Progress Report No.4

Anna Sexton
4 November 2002- 2 May 2003


1. LEADERS user survey

As reported in Progress Report No.3 the LEADERS team have conducted a survey of archive users across different archive repositories as a means of establishing a profile of the ‘typical’ archive user. This profile is acting as a basis for selecting a sample of users who can provide more detailed information about their needs and feedback on the LEADERS demonstration application.

The surveying was divided into two 8 week phases. The first phase ran from 7 October 2002-6 December 2002 and the second phase ran from 13 January 2003-14 March 2003. The participants were:

Phase One
* The National Archives [formerly named Public Record Office] (National Archive)
* University College London Special Collections (Specialist Repository)
* Wellcome Institute Archive and Manuscript Service (Specialist Repository)
Phase Two
* Dorset Record Office (Local Government Archive)
* Birmingham City Archives (Local Government Archive)
* University of Glasgow Archive Service (A Specialist Repository that specialises in collecting Business Archives)

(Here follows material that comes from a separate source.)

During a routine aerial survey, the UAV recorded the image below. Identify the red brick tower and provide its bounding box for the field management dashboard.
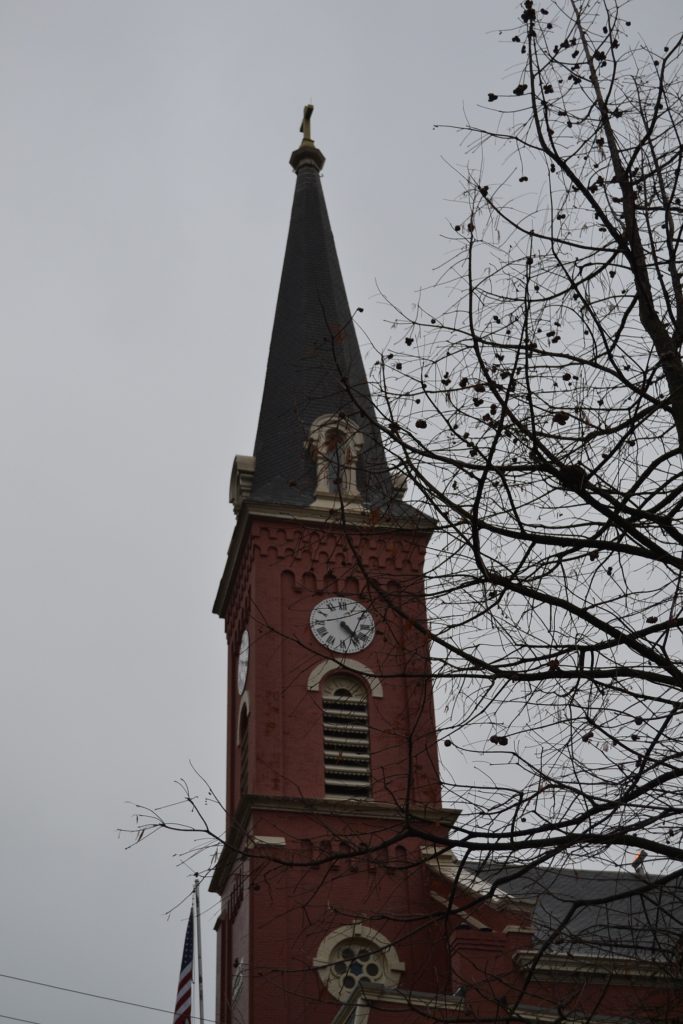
[212,108,453,1024]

The table below shows the number of completed questionnaires returned by each repository:

Repository No of Completed Questionnaires
The National Archives (formerly named Public Record Office) 404
Dorset Record Office 109
Wellcome Institute Archive and Manuscript Service 51
University College London Special Collections 22
University of Glasgow Archive Service 18
Birmingham City Archives 13

When looking at these numbers it is clear that if the LEADERS results were taken as they stand and used to build a ‘typical archive user’ profile the result wound be skewed in favour of the National Archives’ and could not be taken as representative of the average user type. The LEADERS team have developed a methodology for weighting the survey results to overcome this potential problem.

The results have been analysed and are discussed in a preliminary report entitled ‘LEADERS User Survey Results’ to be tabled at the Management Committee meeting (12 May). The team also plan to disseminate these findings at the ACH/ALLC 2003 conference and the Society of Archivists 2003 conference as well as publishing one or more papers in recognised journals.

2. Building the demonstrator application

The LEADERS team have now reached an agreement with BookMARC to help with the development work involved in producing some aspects of the LEADERS toolkit and the LEADERS demonstration application.

In order to help BookMARC visualise what kinds of presentations of digital forms of archive documents the team want to create through the integration of TEI, EAD and EAC, the team have produced example screens and stylesheets for one item within the Orwell Collection. These screens have been shown at a number of talks given to student and archivists and positive feedback has been received on each occasion.

BookMARC have created a web site with a back-end content management system which aids collaboration by providing instant access for the team into where BookMARC have got to in the development process. Tools on the site allow the team to check, add and edit internal notes, draft reports, test sites and the web log.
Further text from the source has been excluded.